TUM Logo

Smart Mutations for Library Fuzzing

Smart Mutations for Library Fuzzing

Supervisor(s): Fabian Kilger
Status: finished
Topic: Others
Author: Alexandru Sasu
Submission: 2023-04-17
Type of Thesis: Masterthesis

Description

Library fuzzing is crucial for software security, as a vulnerable code library compromises

all the projects that use it. Unfortunately, the process of fuzzing spends a lot of time on

unpromising inputs and the specific use of mutations in the context of library fuzzing

has been overlooked by the research community. In this thesis, we propose a novel

system that utilizes neural networks to filter mutations during the fuzzing process to

enhance the speed of new path discovery.

New path discovery is an important part of mutation-based fuzzing, and the way

mutations are selected heavily impacts its speed and efficacy. While the current methods

for creating and choosing mutations show good results, we suggest that the speed of

path discovery can be increased through filtering.

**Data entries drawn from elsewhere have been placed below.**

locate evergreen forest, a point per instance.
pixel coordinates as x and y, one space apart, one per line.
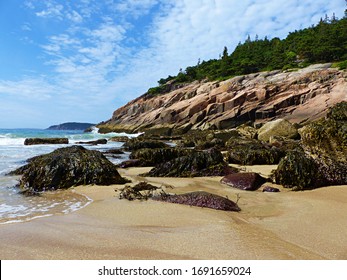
321 43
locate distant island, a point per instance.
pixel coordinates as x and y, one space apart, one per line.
71 126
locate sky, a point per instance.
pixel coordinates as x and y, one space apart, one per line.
79 60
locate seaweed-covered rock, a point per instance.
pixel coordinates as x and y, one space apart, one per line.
297 170
300 171
151 157
94 142
331 171
40 141
206 139
249 181
328 137
114 152
251 151
198 163
338 112
141 191
140 143
131 163
201 199
270 189
67 167
247 131
119 139
279 127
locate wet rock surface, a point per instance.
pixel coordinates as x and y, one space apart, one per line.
200 199
248 181
270 189
140 143
95 142
40 141
196 164
251 151
152 157
67 167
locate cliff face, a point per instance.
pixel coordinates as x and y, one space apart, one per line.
298 96
71 126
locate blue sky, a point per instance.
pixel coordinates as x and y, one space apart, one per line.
79 60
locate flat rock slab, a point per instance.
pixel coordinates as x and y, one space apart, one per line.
249 181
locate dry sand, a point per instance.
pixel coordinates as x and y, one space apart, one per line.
285 225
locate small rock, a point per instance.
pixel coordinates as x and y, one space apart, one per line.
39 141
95 142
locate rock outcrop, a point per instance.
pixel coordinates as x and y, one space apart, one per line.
94 142
248 181
67 167
279 128
40 141
297 96
195 164
201 199
323 159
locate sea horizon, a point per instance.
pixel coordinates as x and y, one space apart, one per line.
15 207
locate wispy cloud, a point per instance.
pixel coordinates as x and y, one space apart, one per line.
105 53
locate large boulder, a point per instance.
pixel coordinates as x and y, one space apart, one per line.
40 141
201 199
248 181
328 136
67 167
152 157
279 127
251 151
94 142
140 143
196 164
297 170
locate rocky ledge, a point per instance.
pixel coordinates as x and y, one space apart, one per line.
298 96
67 167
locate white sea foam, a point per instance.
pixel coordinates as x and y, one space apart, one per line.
13 153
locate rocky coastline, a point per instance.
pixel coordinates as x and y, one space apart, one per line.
298 96
307 157
250 194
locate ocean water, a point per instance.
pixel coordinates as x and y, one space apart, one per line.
15 207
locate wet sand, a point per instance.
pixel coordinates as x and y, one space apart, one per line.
285 225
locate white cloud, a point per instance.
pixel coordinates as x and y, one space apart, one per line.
74 16
133 8
28 88
101 58
51 10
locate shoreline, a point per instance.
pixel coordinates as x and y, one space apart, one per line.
285 225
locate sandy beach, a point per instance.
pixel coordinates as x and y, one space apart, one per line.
285 225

We are training a neural network to predict which mutations will not be useful in

the long term, so we can discard them. We developed two different approaches for our

design, one in which the model returns a heatmap of mutation relevance for every seed

that can be compared with mutations, and one in which the model predicts how many

mutations that increase coverage will be generated if we save the current seed. We also

suggested multiple neural network architectures including long short-term memory

and convolutional neural networks. We also modified RULF, a fuzz-target generator

for Rust libraries, to change the structure of the fuzz-target input, so that it is more

structured which would make it easier for the neural networks to learn. Furthermore,

we modified AFL++ to query our neural networks before saving a seed, to decide if it

should do so.

We evaluated both versions of our proposed system by running the modified fuzzers

and the unmodified fuzzer on a set of five Rust libraries and compared the results. We

showed that while both approaches fall short for three out of the five targets, and for

one of the targets the results are inconclusive, new path discovery speed was increased

for the library url in both approaches. From the total number of approximately 6800

edges found after 4 hours of testing with all 3 fuzzers, on average, the unmodified

fuzzer reached 6700 after 53 minutes, the bitmask fuzzer after 31 minutes, and the

coverage prediction fuzzer after 27 minutes. This shows that the performance of the

system is highly dependent on factors such as the target library and its structure.

Through our results, we highlight the potential for improving the efficiency of library

fuzzing through the proposed system.